The Anthropocene demands that we change some of our old ideas if we are to successfully avoid some of the worst of the climate and biodiversity catastrophe.

Ideas are important.

The primary responsibility for our predicament lies with powerful vested interests, such as fossil fuel companies and their paid political representatives, who have fought every effort to move beyond the fossil fuel era. 

However, if we are to see through their lies and non-sense, if we are to help others to see through them, then we need to challenge some key maladaptive ideas. 

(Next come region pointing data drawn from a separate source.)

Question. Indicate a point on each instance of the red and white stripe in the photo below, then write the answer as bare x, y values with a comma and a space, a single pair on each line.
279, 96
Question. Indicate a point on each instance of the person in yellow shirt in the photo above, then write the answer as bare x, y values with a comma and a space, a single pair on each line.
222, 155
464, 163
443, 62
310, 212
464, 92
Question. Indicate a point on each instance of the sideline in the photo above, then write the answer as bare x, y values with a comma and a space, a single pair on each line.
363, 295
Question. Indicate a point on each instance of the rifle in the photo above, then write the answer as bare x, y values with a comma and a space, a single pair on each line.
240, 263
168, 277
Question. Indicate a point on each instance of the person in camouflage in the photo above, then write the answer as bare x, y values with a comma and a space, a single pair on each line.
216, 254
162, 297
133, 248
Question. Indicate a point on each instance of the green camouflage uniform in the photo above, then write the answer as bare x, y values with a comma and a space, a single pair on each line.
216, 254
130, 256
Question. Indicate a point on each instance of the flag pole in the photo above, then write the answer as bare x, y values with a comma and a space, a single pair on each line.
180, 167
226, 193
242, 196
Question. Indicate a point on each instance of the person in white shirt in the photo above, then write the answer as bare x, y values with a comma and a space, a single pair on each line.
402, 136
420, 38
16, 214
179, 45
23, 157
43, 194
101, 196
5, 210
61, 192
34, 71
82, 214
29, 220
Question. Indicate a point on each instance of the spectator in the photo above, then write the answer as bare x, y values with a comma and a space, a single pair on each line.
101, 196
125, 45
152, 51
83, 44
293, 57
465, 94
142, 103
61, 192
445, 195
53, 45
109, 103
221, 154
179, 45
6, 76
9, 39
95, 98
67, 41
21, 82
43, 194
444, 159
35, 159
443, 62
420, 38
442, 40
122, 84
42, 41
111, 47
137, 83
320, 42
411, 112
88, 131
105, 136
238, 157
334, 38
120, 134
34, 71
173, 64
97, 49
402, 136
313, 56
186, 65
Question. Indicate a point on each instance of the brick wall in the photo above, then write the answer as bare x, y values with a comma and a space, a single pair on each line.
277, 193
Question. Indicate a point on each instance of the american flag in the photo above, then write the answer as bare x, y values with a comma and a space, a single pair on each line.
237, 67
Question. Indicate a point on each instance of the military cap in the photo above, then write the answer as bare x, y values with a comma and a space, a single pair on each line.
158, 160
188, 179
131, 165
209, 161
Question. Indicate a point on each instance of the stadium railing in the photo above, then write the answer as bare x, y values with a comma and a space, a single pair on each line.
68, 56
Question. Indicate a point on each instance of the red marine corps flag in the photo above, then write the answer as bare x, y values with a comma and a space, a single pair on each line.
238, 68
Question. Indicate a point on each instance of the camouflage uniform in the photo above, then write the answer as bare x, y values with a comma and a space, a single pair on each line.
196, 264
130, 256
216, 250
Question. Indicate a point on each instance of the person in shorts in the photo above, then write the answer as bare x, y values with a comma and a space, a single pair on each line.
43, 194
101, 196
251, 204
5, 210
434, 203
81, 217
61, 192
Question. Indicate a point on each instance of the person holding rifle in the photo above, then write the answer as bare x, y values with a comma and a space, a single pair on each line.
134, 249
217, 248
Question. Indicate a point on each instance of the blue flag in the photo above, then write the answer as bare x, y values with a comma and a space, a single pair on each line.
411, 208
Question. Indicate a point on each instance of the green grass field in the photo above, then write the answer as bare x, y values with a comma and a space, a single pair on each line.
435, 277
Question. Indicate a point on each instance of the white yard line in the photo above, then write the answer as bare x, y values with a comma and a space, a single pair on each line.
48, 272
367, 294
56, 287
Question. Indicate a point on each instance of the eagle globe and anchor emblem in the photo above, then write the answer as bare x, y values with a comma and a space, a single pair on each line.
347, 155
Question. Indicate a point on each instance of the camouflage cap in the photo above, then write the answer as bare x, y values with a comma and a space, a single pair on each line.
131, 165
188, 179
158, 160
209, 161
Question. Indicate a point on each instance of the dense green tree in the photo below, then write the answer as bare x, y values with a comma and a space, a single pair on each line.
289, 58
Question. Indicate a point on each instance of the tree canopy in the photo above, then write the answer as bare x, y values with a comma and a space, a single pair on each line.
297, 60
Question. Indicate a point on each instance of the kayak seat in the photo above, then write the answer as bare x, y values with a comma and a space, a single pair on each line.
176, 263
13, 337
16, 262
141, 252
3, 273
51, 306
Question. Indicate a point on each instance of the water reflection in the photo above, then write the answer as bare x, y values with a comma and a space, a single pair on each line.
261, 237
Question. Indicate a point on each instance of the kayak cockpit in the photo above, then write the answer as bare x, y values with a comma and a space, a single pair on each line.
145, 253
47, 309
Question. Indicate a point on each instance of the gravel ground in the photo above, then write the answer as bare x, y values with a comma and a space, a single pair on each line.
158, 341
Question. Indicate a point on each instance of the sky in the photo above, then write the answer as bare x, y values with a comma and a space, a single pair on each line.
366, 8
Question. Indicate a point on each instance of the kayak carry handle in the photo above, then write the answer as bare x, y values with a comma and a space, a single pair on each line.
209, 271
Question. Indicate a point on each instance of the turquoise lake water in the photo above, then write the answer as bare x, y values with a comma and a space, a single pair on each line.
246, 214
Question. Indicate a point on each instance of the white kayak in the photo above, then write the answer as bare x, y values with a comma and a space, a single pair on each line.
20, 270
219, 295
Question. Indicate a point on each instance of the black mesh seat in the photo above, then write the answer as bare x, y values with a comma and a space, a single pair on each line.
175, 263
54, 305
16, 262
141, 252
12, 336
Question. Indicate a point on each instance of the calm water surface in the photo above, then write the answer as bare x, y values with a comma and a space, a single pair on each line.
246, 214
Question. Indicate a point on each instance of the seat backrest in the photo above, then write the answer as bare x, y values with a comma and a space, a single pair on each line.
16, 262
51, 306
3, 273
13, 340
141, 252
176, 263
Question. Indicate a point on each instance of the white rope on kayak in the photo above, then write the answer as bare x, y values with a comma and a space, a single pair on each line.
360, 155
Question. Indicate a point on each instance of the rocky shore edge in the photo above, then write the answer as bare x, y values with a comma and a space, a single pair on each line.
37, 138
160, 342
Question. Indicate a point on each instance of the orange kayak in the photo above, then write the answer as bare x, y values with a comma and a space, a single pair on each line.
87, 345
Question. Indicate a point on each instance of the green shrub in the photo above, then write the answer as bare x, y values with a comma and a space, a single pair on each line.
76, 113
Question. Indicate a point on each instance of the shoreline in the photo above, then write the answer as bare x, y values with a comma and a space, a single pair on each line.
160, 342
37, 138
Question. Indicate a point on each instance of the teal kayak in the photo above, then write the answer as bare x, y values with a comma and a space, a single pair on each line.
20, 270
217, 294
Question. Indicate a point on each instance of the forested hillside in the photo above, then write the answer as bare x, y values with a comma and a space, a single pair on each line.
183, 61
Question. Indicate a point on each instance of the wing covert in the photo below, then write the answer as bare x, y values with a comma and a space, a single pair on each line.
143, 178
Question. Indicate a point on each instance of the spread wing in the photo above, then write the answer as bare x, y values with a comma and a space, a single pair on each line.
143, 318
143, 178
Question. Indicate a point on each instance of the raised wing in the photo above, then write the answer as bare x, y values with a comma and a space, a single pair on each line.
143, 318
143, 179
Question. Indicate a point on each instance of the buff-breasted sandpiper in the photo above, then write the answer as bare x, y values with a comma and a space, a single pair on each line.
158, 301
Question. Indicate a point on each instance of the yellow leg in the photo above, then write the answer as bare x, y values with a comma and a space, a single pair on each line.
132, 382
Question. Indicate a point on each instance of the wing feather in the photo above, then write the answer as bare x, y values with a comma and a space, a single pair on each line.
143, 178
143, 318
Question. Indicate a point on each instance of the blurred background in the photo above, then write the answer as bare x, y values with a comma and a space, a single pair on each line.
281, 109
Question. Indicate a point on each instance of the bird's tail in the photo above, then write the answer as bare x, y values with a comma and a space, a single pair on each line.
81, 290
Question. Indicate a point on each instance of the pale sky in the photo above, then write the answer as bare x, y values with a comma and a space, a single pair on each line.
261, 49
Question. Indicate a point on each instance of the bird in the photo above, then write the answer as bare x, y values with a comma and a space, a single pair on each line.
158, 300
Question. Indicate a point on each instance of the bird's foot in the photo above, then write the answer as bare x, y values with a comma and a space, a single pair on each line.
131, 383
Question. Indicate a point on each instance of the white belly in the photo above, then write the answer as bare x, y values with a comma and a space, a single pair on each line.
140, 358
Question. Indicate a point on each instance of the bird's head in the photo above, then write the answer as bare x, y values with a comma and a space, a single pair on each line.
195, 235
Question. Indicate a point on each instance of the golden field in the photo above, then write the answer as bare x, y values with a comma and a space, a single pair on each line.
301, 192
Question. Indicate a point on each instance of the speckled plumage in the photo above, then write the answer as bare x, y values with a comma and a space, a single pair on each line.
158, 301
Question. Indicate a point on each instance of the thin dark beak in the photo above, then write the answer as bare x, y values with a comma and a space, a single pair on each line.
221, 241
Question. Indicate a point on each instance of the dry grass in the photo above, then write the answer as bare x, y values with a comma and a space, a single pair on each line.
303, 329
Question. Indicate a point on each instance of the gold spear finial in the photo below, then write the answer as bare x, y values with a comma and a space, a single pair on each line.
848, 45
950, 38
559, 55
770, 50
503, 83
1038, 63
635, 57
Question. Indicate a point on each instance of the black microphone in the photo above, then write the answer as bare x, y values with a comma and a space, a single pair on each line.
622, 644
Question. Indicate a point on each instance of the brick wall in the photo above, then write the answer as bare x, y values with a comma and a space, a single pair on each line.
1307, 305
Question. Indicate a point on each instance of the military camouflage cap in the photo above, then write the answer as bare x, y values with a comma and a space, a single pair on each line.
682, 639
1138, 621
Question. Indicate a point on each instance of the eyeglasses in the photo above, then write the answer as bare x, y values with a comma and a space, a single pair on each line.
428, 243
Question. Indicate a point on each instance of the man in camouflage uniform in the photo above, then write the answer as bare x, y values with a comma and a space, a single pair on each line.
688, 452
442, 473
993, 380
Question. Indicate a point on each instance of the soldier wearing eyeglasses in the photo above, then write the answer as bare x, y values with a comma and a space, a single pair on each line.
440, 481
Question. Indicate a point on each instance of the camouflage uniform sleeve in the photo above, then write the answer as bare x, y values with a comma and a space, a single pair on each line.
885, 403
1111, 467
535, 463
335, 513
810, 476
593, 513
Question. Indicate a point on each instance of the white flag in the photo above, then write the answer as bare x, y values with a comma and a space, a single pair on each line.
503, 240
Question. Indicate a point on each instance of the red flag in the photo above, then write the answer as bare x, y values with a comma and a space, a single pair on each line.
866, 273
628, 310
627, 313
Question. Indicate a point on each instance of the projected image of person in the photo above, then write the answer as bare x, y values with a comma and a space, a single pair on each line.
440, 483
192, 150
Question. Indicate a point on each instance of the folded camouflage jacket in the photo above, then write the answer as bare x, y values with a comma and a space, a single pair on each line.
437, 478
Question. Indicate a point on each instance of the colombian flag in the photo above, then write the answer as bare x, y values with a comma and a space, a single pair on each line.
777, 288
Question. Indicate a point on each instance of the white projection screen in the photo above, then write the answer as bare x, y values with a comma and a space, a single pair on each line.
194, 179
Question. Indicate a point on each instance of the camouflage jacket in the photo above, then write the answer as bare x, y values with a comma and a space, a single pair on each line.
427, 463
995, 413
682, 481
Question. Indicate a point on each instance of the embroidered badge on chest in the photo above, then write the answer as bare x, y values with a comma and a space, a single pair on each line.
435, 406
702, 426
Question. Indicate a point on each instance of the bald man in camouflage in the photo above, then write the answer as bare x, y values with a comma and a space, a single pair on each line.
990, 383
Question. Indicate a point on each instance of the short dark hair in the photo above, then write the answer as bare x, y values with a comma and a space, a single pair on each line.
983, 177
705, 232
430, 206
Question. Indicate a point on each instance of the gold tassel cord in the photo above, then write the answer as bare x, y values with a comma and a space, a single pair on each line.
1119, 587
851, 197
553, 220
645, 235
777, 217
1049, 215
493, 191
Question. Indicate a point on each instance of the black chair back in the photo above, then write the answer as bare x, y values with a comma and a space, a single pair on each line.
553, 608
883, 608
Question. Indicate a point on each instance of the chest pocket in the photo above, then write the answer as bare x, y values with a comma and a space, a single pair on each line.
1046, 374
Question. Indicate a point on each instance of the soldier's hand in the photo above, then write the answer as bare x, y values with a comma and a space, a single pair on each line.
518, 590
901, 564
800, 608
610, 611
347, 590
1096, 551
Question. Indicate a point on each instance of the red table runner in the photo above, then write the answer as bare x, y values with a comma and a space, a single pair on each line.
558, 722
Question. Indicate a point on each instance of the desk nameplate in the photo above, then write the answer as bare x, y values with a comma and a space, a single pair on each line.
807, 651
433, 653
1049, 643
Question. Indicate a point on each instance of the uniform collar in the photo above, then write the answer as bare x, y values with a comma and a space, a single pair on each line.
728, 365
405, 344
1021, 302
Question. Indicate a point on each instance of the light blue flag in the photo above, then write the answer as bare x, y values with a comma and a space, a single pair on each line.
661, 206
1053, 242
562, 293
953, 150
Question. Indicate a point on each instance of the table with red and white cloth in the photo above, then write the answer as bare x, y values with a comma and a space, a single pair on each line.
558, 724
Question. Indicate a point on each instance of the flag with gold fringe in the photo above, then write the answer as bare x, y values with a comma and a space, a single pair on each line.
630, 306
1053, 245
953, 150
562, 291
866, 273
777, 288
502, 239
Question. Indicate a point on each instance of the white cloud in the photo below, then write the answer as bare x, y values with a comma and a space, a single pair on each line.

The idea that somehow we are separate from the rest of living nature is maladaptive and wrong. It justifies turning our back on the destruction of the rest of the living world. It justifies destroying our life support system to increase GDP.

The idea that people can’t collectively change the world for the better is maladaptive and wrong. It makes it more difficult for people to come together to lead the change we need if our kids are to have a fighting chance. 

The idea that we should focus on our own nation’s self interest ahead of global interests is maladaptive and wrong. The problems and the solutions are global and they require us to think and act as global citizens holding hands across national borders as if an alien threat was orbiting our blue planet.

We are part of nature.

People acting together have real power.

We are all global citizens.

There are no doubt other critical ideas beyond these three. The point is that those of us engaged in the business of ideas need to take our responsibilities seriously and think about which ideas we help propagate and spread and which ones we don’t.

The future of our world is at stake.